Title: RE: The Lowest-Tech Atom Bomb (iraq)

The article also says that,

This seams reasonable.
But there may be another possibility.
Alvin Weinberg confirmed in a letter published in Physics Today some years ago that Manhattan Project people considered "topping off" their U-235 or Pu-239 with Pa-231, should either production method - calutron enrichment or reactor uranium conversion - fail to supply adequate amounts of fissile material.
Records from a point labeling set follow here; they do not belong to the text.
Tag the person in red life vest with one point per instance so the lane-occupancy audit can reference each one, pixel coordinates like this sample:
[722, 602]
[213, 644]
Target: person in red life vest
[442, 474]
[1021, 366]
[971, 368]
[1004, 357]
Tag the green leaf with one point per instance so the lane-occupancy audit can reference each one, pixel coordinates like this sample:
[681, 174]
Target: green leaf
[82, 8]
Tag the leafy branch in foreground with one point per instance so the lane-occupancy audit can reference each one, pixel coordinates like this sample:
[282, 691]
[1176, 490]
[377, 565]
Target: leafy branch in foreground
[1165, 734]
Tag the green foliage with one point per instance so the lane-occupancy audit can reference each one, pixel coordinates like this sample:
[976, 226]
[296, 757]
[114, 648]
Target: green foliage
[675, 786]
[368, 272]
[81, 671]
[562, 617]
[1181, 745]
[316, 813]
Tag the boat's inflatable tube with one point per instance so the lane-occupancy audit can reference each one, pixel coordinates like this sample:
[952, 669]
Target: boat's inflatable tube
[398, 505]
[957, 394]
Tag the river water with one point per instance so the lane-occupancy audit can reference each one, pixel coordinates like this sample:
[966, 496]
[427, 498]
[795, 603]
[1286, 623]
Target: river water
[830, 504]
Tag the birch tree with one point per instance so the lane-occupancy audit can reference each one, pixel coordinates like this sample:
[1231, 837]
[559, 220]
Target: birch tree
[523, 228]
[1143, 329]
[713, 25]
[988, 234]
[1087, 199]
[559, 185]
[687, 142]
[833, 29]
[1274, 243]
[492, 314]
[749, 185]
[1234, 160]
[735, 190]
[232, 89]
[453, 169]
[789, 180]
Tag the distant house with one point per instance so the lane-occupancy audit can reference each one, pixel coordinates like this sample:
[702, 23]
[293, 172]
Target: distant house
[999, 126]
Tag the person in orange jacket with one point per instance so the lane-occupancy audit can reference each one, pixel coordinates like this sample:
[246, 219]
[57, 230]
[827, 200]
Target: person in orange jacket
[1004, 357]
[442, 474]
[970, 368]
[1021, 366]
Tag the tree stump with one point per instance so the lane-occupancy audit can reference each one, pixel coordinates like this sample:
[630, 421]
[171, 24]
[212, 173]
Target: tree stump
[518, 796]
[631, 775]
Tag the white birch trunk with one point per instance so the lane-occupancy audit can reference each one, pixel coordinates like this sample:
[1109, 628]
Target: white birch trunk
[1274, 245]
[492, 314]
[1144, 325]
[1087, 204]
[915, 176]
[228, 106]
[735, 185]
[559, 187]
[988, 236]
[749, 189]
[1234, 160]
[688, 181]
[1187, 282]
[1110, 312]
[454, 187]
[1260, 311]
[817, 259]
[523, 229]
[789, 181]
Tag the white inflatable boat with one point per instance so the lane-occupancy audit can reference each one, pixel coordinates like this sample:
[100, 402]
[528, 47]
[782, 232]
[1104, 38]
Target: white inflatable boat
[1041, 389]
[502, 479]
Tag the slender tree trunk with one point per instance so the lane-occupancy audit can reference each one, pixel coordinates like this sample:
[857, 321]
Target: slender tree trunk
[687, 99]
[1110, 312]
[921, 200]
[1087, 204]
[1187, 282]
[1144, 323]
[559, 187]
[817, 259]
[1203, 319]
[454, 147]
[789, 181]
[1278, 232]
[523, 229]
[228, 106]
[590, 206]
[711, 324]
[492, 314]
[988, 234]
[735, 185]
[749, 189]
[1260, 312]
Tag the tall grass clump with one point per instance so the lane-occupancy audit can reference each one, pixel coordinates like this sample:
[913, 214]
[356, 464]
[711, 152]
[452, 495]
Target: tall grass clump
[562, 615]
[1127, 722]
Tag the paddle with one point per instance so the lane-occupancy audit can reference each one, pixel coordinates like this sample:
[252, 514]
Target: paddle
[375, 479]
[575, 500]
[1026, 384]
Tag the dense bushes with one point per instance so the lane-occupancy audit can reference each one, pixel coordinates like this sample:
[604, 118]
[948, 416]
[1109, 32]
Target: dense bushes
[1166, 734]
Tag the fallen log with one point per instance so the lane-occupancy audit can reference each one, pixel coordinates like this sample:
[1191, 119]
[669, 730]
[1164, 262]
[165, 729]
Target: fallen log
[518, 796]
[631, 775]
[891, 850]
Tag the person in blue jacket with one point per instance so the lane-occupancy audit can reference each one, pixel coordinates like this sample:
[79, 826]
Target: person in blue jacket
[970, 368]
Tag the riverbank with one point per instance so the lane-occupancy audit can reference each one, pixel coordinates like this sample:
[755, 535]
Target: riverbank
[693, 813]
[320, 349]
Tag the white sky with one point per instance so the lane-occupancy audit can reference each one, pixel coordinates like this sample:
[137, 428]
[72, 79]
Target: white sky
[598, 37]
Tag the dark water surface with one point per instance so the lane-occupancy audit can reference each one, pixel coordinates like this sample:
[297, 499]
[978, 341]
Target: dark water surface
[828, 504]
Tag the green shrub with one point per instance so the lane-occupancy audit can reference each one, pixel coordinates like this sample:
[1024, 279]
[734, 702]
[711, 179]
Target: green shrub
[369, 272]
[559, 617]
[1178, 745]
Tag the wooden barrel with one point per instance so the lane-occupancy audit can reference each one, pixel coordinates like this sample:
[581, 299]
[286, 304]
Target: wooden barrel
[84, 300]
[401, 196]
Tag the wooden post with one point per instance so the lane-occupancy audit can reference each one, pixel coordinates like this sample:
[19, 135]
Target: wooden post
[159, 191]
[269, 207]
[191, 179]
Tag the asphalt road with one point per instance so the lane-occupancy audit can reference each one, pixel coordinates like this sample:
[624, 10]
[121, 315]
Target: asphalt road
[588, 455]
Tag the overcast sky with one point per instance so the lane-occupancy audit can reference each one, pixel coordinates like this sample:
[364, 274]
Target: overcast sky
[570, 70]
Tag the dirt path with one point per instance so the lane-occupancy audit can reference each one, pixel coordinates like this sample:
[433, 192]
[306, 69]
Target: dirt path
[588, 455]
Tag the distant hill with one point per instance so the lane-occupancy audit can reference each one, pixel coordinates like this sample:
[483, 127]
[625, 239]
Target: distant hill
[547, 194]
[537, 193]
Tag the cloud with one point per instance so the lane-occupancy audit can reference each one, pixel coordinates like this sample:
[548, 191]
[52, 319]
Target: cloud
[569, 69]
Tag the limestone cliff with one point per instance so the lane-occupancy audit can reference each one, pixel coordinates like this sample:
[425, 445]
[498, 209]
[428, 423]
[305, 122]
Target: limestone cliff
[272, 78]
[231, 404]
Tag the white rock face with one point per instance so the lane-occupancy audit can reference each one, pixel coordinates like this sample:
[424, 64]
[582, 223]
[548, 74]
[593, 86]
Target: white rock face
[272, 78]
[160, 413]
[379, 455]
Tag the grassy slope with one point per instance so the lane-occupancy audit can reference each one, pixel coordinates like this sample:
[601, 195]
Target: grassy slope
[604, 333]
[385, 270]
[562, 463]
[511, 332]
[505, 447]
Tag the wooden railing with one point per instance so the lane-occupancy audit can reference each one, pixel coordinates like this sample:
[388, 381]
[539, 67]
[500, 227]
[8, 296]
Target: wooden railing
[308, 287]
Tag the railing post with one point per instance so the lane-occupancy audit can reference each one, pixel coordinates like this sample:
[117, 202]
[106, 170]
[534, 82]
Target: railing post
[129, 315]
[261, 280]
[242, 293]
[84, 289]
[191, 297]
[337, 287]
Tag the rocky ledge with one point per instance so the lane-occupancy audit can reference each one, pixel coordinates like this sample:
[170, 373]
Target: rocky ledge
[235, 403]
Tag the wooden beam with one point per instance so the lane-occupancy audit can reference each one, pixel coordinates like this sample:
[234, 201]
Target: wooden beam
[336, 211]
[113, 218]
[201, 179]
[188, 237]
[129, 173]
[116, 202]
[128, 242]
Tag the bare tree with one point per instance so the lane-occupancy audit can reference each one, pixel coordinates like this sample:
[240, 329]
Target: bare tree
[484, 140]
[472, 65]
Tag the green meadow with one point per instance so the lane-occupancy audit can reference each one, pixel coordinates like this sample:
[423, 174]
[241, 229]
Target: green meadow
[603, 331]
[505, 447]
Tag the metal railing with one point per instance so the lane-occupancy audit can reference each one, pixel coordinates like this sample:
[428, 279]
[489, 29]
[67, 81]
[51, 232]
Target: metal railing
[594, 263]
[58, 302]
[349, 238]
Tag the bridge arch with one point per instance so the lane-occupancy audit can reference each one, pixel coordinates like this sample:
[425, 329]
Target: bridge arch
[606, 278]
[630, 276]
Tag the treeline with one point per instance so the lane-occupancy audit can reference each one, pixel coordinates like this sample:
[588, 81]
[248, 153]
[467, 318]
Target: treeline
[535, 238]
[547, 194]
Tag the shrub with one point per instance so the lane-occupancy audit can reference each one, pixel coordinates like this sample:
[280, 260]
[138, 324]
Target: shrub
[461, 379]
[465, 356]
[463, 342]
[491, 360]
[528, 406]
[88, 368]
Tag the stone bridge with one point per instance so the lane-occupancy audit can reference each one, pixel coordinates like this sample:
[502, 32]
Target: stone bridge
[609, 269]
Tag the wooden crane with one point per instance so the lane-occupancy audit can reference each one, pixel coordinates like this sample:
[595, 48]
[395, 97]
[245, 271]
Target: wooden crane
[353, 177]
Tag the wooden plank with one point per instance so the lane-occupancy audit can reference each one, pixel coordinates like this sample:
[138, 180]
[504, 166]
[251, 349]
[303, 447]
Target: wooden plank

This was early on, before both techniques proved very successful).

According to J. C. Spirlet et-al ( "Preparation and Purification of Actinide Metals," Adv. in Inorganic Chemistry, Vol. 31, pp. 1-41, 1987.) Pa-231 "occurs in pitchblende in the amount of 300mg/ton, about the same as

radium." As well, "British researchers... isolat[ed] ...some hundred grams of  231Pa from the sludge left over from uranium processing" for inorganic chemistry research.

Kilogram quantities of  231Pa (enough for a small U-Pa fueled fast-breeder reactor, or possibly even a bomb core or two, depending on the "design sophistication") could potentially be extracted by a sufficiently determined organisation - without ever having to overcome any sort of  nonproliferation safeguards.

Jaro 
 


-----Original Message-----
From: Chuck Cooper [mailto:cooperc@teleport.com]
Sent: Saturday October 12, 2002 4:37 PM
To: radsafe
Subject: The Lowest-Tech Atom Bomb (iraq)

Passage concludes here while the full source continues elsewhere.